Rise Up Sisterhood Summer Goddess session. Photo Cred Kristy Powers Photography

Do you have friendships where you can be vulnerable, speak your truth and explore every inch of your soul completely free of judgment? Or, do you hold back in fear of being seen a way that’s anything less than your idea of perfect? Or maybe you’ve just stopped trying to make those connections because it can feel HARD to make friends as an adult, am I right?

Let’s unpack where this may be coming from, and then take a look at what letting those walls down may mean for you, shall we?

When did we become so disconnected?

We all have this lizard-brain fear of being outcast from our social circle that stems from our fun times as cavepeople. If we were seen as weak, we would be outcast and soon after we’d meet our untimely demise, probably by some sabre-toothed tiger or another scary beast of some sort. 

This fun auto-programming causes us to hold back in times when we need to be seen the most. Plus, I think we can all remember times where we’ve been on both the giving and receiving end of catty interactions! This fosters mistrust, side-eyes, and a fear of repeating the same experiences.

With all this mistrust among women, it’s pretty normal to find yourself questioning the authenticity of the interactions around you. Paired with the deep rooted hurts we’ve experienced lifetime after lifetime (hello witch wounds!), our walls are up.

Add to the equation things like work, home care, soccer practices, and more work, we have lost the ability to prioritize deep self-care, and have placed wine dates and bitch fests ahead of those soulful, meaningful relationships. Let’s be honest. While these interactions can feel good in the moment, they’re often a bandaid fix in place of what we actually need.

We need the type of friendships that have us feeling so deeply supported, regardless of what our story may be, that give us confidence and the type of love that we can’t really get from our spouse or children.

(And, I won’t even get into the masculine-driven state that society has been in, which puts us in a weird space where asking for help and support is seen as a sign of weakness).

So What Now?

Rebuilding our trust in women involves work.

It has to begin with us. I will go into this in an upcoming blog post, but this includes owning our shadow, reclaiming what brings us joy, facing our fears and releasing limiting beliefs (also all things we’ll cover in Awaken, which launches January 7th!). We do this because when we can remember who we are, it gives us a foundation for what we’re willing to stand for, and it also shows us the type of women we deserve to be surrounded by.
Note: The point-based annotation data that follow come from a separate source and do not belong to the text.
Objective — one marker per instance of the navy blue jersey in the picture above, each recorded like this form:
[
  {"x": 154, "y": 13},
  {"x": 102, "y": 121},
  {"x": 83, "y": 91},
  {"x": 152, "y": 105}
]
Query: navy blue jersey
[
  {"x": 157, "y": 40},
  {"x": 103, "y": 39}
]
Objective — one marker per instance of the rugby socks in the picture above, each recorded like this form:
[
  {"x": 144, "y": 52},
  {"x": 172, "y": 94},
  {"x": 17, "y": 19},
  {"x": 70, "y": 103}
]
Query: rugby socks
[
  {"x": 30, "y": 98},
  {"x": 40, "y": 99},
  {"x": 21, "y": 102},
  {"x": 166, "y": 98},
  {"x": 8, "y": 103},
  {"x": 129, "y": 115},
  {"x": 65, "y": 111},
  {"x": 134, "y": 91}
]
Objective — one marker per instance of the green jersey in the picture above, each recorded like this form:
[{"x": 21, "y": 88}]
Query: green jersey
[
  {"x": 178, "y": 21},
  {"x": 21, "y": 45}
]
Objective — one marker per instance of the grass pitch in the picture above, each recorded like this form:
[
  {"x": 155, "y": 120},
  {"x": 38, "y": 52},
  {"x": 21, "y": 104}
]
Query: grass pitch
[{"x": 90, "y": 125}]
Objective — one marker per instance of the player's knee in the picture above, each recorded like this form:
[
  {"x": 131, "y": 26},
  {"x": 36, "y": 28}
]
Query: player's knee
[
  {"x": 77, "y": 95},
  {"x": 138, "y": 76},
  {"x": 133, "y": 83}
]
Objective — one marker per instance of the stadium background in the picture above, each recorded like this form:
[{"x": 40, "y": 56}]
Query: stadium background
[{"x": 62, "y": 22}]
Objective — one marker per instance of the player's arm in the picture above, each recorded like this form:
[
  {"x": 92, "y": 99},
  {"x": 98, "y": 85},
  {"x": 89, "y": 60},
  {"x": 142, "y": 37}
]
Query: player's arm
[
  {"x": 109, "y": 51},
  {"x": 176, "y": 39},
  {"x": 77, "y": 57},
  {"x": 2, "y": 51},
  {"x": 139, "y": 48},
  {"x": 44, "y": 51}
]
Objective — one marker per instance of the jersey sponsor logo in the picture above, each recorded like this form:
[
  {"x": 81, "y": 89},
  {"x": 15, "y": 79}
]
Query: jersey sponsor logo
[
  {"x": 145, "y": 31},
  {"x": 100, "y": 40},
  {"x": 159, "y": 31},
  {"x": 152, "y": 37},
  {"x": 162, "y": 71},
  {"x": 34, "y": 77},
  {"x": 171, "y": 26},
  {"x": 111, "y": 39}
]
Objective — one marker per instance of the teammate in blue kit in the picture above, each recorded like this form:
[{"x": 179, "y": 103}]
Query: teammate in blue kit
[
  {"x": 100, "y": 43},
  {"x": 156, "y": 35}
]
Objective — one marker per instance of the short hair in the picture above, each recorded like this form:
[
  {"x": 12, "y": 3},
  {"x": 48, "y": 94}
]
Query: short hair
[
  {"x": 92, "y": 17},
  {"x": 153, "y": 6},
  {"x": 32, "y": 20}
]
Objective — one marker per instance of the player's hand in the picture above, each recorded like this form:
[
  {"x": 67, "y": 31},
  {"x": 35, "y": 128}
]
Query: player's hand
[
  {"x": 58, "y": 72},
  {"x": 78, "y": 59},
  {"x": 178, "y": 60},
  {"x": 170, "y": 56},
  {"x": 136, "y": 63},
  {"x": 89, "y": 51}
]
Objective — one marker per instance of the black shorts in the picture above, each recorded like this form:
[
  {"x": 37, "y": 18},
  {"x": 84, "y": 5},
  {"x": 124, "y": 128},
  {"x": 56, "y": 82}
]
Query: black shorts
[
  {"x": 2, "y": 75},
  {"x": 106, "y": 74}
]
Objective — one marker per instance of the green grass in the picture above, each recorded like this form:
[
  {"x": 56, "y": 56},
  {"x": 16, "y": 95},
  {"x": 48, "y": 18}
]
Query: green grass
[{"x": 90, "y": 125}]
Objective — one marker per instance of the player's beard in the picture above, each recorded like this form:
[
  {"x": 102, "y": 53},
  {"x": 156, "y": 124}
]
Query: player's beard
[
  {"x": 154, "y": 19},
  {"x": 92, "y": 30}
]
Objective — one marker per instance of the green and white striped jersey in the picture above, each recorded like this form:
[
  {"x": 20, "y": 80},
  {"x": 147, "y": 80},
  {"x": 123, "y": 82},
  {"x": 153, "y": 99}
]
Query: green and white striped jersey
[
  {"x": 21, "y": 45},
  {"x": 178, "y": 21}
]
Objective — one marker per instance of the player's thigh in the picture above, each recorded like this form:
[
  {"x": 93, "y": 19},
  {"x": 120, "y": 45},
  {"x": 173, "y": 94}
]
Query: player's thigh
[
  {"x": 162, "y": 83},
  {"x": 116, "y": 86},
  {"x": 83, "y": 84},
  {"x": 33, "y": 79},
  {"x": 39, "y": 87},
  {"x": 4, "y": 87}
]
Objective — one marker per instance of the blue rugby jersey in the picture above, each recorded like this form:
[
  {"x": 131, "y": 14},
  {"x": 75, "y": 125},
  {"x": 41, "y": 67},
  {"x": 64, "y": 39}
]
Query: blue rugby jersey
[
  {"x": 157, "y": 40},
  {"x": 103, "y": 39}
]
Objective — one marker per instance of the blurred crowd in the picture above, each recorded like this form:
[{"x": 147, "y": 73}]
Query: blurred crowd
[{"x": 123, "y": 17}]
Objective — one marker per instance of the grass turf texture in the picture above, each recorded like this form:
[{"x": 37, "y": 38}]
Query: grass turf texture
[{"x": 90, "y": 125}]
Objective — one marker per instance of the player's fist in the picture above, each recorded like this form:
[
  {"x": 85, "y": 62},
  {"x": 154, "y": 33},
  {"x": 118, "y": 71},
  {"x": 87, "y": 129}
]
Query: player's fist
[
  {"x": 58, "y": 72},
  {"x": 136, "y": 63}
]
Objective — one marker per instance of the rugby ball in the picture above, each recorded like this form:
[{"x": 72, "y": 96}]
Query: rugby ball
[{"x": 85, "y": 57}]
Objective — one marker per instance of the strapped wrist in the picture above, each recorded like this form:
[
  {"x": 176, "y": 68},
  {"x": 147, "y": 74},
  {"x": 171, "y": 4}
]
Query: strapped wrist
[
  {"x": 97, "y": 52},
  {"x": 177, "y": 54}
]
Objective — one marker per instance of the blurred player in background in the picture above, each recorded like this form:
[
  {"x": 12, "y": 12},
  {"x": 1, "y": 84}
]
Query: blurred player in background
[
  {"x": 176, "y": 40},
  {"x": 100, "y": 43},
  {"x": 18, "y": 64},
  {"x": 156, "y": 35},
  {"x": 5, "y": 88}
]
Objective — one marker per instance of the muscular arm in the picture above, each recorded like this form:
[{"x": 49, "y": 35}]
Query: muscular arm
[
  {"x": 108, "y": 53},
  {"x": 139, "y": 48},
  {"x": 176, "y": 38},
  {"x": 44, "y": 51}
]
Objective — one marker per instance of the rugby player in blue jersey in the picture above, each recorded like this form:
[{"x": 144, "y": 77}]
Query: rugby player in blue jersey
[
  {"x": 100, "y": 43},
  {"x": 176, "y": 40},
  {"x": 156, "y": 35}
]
Alongside this inner work, we have to trust that we are only going to be given exactly what we can handle, and this includes working through any fears around being seen in new situations by new people. Unfortunately, I don’t think a dating app for meeting soul sisters has been invented yet (business idea?). It’s a good thing that over 3 billion people have access to the internet, and there’s bound to be a few that have interests that align with yours!

Of course, my absolute FAVOURITE space on all of the internet to do exactly this is the Rise Up Sisterhood private community over on Facebook. I created this space to foster the type of community where I could have the connections that I describe in this post. Through this, I have met some of the most incredible women. I have grown spiritually, and I have felt loved, heard and honoured in a way that I haven’t ever felt before.

Another beautiful option is to connect with soulful women in person at a Sisterhood Circle, currently held here in the lower mainland. They happen multiple times each month! Find an upcoming Sisterhood Circle here.

This is Cheryl, the founder of the Moms Gone Wild Community and I after a powerful Women’s Circle.

Allow yourself the gift of vulnerability. Try something new that lights you up. Explore the things you have put on the backburner. Find the women you can watch bare their souls, then find the courage to do the same. The more you surround yourself with the women willing to put their necks out and go first, the more you’ll see that you’re not alone. There’s safety in knowing that others have similar stories to you! Or, maybe they have had completely out there, wild experiences, and this can give you that piece of mind that you too can share free from judgment.

Sister, you deserve this. See you in the community xoxo.